Reprinted for ticklemysenses.com
Whole uncooked Cherries: 1 pound
1. Rinse the cherries and remove the stems. Using a Cherry pitter or a knife pit the cherries. Chop about 3/4ths of them into smaller pieces, the rest leave whole for a varied texture.
2. Cook the cherries in a large stainless steel vessel with just enough port wine and apple juice to soften or wilt cherries. Apple juice contains pectin that will cause the jam to set/ gel. Add the zest and juice of one fresh lemon. Lemon juice adds pectin as well as acidity, and also help the jam gel later on.
3. Cook the cherries, stirring once in a while with a heat proof spatula, until they’re wilted and completely soft, which should take around 15-20 minutes on a medium to low flame.
4. Once cooked, measure out the cherry mixture into a cup and use 3/4 cup of sugar for every cup of mixture.The sugar is necessary to keep the jam from spoilage.
5. Stir the sugar and the cherries in the pot and cook over moderate-to-high heat. The best jam is cooked quickly. While it’s cooking, put a small white plate in the freezer. Scrape the bottom of the pot as you stir as well. Do not allow the jam to burn.

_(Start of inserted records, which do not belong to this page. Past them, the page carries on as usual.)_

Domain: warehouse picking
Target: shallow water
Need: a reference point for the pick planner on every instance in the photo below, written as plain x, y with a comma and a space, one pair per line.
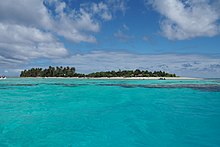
125, 113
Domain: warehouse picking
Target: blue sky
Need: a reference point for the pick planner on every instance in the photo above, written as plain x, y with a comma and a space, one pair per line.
178, 36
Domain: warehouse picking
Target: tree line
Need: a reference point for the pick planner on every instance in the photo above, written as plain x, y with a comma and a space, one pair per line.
70, 72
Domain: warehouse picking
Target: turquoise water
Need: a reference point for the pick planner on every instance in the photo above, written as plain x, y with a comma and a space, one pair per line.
109, 113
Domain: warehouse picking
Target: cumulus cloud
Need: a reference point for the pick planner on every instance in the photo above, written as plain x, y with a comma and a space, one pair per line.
188, 18
30, 29
181, 64
122, 34
19, 44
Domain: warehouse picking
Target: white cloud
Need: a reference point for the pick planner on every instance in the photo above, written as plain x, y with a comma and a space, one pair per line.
188, 19
19, 44
30, 28
200, 65
122, 36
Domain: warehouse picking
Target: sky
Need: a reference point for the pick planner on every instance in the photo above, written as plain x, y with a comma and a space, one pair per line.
176, 36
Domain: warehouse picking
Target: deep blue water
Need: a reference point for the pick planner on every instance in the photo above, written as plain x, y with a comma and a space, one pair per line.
109, 113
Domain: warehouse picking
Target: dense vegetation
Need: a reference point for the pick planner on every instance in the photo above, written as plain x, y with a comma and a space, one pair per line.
49, 72
70, 72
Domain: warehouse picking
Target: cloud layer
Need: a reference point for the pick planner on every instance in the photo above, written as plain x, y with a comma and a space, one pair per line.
31, 29
188, 18
181, 64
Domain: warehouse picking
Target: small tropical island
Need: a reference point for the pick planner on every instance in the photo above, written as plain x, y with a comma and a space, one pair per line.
71, 72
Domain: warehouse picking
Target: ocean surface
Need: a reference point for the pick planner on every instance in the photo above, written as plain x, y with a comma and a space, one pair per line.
109, 113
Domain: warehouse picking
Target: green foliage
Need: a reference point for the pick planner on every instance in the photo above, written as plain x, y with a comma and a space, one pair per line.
70, 72
49, 72
131, 73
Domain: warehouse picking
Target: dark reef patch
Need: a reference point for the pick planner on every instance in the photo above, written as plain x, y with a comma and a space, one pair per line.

6. Once the bubbles subside and the jam appears a bit thick and looks like it is beginning to gel, (it will coat the spatula in a clear jelly-like layer, but not too thick) turn off the heat and put a small amount of jam on the frozen plate and return to the freezer. After a few minutes, when you nudge it if it wrinkles, it’s done.
If not, cook it some more, turn off the heat, and test it again. If you overcook your jam, the sugar will caramelize and it won’t taste good and there’s nothing you can do. Better to undercook it, test it, then cook it some more.
8. Once it’s done and gelled, add another splash of port wine to the jam if desired. Port wine adds depth and sophistication to this jam. Ladle the warm jam into clean jars and cover. Cool at room temperature, then put in the refrigerator where it will keep for several months.